The formula for the fused GW cost of a transport plan is

.. math::

   \mathcal{F}(T) = \alpha\mathcal{G}(T) + (1-\alpha)\sum_{ij}C_{ij}T_{ij}

and we define

.. math::
   FGW_C((X,\mu),(Y,\nu)) = \inf_T \mathcal{F}(T)

where :math:`C_{ij}`` is a user-supplied penalty matrix, and the value :math:`C_{ij}` indicates the intrinsic penalty for aligning :math:`X_i` to :math:`Y_j`.

In our implementation, the user supplies the penalty for aligning nodes of distinct SWC structure id labels.
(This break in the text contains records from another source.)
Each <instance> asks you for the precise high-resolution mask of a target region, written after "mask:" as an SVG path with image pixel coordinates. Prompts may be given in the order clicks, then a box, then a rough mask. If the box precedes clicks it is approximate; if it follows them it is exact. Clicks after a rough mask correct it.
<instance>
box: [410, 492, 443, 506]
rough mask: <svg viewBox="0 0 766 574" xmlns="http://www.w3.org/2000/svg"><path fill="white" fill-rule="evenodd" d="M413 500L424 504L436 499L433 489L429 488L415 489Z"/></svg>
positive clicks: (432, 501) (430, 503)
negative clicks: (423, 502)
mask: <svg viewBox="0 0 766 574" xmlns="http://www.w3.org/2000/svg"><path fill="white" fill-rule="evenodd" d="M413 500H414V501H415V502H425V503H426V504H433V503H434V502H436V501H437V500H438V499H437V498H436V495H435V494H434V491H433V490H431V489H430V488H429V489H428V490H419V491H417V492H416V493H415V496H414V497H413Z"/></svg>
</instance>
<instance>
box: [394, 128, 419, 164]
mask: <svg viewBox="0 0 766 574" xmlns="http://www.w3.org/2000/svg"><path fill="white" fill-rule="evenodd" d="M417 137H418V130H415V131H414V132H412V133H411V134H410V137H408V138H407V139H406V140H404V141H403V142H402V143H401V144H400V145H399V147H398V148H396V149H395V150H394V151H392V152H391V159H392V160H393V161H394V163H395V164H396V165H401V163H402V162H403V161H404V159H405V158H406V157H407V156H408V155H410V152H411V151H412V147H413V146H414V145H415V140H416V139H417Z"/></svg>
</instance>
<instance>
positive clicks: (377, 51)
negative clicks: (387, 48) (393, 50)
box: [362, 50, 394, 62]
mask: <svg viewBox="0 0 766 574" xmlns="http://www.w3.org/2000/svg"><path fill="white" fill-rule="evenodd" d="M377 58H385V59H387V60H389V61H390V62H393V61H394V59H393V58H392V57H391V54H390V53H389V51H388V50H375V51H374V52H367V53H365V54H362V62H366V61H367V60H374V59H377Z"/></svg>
It is easiest to choose these on relative grounds: for example, if the user wants to impose the constraint that aligning a soma node to a dendrite node is ten times worse than
aligning a basal dendrite node to an apical node, they can choose the soma-to-dendrite penalty to be 10 and the basal-to-apical penalty to be 1. Once this is done, it remains to choose the coefficient $\alpha$ appropriately.

Note that if :math:`T^{GW}` is the optimal transport plan for classical Gromov-Wasserstein and :math:`C` is a proposed cost matrix, then an upper bound for :math:`FGW_C(X,Y)` is :math:`\mathcal{F}(T^{GW})`.
It follows that, if $T^{FGW}$ is the optimal transport plan for fused GW, then

.. math::
   \mathcal{G}(T^{FGW}) \leq \mathcal{G}(T^{GW}) + (\frac{1-\alpha}{\alpha})(\sum_{ij}C_{ij}T^{GW}_{ij})

One can interpret this inequality as follows: by increasing the term :math:`(\frac{1-\alpha}{\alpha})`, the algorithm will be willing to accept higher distortion in order to better align nodes of similar types. If the user chooses, say, :math:`(\frac{1-\alpha}{\alpha}) = 0.3`,
then the GW cost of the transport plan :math:`T^{FGW}` will be at most 30% more than the GW cost of the original transport plan. Thus, our approach to giving an interpretable interface is to allow the user to control how much additional distortion they are willing to accept in the transport plan
in order to align nodes of the same type.